Jan świadczy o naszym Zbawicielu: „On was chrzcić będzie Duchem Świętym i ogniem” (Mt 3,11).
Oto ten ogień, bracia, jest Duchem w prawdziwym chrzcie.

Rzeczywiście, chrzest jest potężniejszy niż Jordan, ten mały strumień;
obmywa grzechy wszystkich ludzi w swoich strumieniach wody i oleju.

Elizeusz, zaczynając ponad siedem razy, oczyścił Naamana z trądu (2 R 5,10);
od grzechów ukrytych w duszy chrzest nas oczyszcza.

Mojżesz ochrzcił lud w morzu (1 Kor 10,2)
nie mogąc jednak obmyć wnętrza swojego serca,
skażone grzechem.

Oto kapłan, jak Mojżesz, który oczyszcza duszę z jej zmaz,
i zapieczętuj olejem nowe baranki dla Królestwa…

Woda, która wytrysnęła ze skały, ugasiła pragnienie ludu (Wj 17,1);
oto wraz z Chrystusem i Jego źródłem pragnienie narodów zostaje zaspokojone. (…)
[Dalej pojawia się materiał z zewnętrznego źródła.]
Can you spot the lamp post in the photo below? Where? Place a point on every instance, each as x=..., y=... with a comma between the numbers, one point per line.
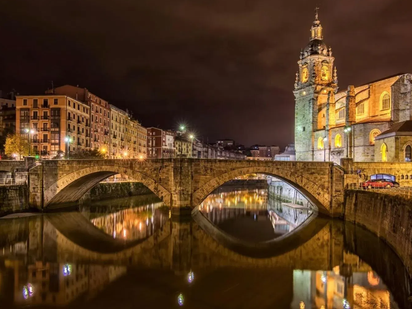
x=29, y=132
x=347, y=131
x=191, y=136
x=68, y=140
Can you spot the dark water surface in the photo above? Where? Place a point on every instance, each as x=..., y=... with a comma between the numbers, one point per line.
x=242, y=249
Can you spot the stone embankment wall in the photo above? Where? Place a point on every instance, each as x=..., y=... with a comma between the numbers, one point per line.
x=387, y=216
x=282, y=191
x=13, y=199
x=111, y=190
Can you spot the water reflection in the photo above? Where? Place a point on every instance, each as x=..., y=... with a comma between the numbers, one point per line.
x=132, y=224
x=252, y=215
x=176, y=263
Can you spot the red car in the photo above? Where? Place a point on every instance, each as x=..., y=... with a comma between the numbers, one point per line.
x=379, y=183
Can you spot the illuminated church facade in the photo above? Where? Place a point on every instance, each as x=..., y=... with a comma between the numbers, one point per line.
x=371, y=122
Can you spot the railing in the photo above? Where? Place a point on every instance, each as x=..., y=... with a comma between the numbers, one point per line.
x=405, y=192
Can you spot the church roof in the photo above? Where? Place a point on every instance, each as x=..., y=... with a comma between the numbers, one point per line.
x=403, y=128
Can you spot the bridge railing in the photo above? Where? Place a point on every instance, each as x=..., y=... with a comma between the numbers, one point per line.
x=405, y=192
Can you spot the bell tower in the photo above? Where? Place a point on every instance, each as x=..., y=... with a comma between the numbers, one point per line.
x=315, y=86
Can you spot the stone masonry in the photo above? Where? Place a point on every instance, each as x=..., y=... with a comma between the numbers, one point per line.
x=181, y=183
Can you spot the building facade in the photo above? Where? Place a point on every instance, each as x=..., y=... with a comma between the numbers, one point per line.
x=141, y=142
x=160, y=143
x=53, y=124
x=7, y=116
x=99, y=114
x=330, y=125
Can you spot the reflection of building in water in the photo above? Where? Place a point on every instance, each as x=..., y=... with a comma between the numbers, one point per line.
x=340, y=288
x=287, y=193
x=131, y=224
x=53, y=283
x=227, y=205
x=295, y=215
x=249, y=199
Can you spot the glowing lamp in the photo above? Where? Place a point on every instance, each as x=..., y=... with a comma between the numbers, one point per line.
x=180, y=300
x=190, y=277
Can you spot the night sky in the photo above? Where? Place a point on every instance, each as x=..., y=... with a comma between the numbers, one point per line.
x=224, y=67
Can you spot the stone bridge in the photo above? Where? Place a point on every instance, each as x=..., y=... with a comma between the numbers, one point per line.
x=181, y=183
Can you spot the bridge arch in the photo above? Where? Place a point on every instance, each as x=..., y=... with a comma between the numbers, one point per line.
x=72, y=186
x=317, y=192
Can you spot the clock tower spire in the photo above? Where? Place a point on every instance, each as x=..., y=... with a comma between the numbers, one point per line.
x=315, y=86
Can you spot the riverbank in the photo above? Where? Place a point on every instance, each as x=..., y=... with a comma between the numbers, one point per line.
x=389, y=217
x=13, y=199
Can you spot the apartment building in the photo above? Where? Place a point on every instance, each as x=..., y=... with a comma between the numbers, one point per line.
x=54, y=124
x=99, y=114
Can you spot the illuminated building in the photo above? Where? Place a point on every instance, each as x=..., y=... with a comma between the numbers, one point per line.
x=160, y=143
x=371, y=122
x=99, y=114
x=47, y=120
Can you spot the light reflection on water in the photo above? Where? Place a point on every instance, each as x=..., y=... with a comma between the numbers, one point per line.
x=177, y=264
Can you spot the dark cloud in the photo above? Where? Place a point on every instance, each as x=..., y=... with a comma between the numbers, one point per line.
x=226, y=67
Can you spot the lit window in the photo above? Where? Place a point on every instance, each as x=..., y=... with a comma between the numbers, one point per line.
x=384, y=152
x=360, y=110
x=386, y=102
x=320, y=143
x=372, y=135
x=408, y=153
x=338, y=141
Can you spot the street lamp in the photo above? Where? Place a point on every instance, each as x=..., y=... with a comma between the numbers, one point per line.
x=191, y=136
x=29, y=132
x=325, y=139
x=347, y=131
x=68, y=140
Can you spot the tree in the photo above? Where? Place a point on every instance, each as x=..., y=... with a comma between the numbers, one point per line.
x=16, y=145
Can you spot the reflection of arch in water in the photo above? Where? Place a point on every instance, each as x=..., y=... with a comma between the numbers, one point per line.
x=315, y=191
x=378, y=255
x=276, y=247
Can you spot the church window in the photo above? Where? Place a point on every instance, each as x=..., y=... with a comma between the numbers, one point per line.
x=320, y=143
x=338, y=141
x=305, y=74
x=372, y=135
x=408, y=153
x=384, y=152
x=386, y=102
x=325, y=72
x=360, y=110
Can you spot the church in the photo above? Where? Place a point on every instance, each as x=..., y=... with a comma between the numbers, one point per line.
x=371, y=122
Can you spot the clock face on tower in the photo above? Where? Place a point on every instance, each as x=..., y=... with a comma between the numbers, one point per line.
x=305, y=75
x=325, y=73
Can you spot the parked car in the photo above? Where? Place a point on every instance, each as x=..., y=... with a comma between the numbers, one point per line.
x=379, y=183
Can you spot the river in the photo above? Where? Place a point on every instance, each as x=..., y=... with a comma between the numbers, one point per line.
x=240, y=249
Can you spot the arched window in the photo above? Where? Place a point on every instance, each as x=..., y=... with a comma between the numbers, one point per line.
x=408, y=153
x=384, y=152
x=385, y=101
x=360, y=110
x=320, y=143
x=338, y=141
x=372, y=135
Oto życiodajne źródło wypływa z boku Chrystusa (J 19,34);
spragnione ludy napiły się z niego i zapomniały o swoim bólu.

Wylej swoją rosę na moją słabość, Panie;
swoją krwią, przebacz moje grzechy.
Spraw, abym został dodany do Twoich świętych po Twojej prawicy.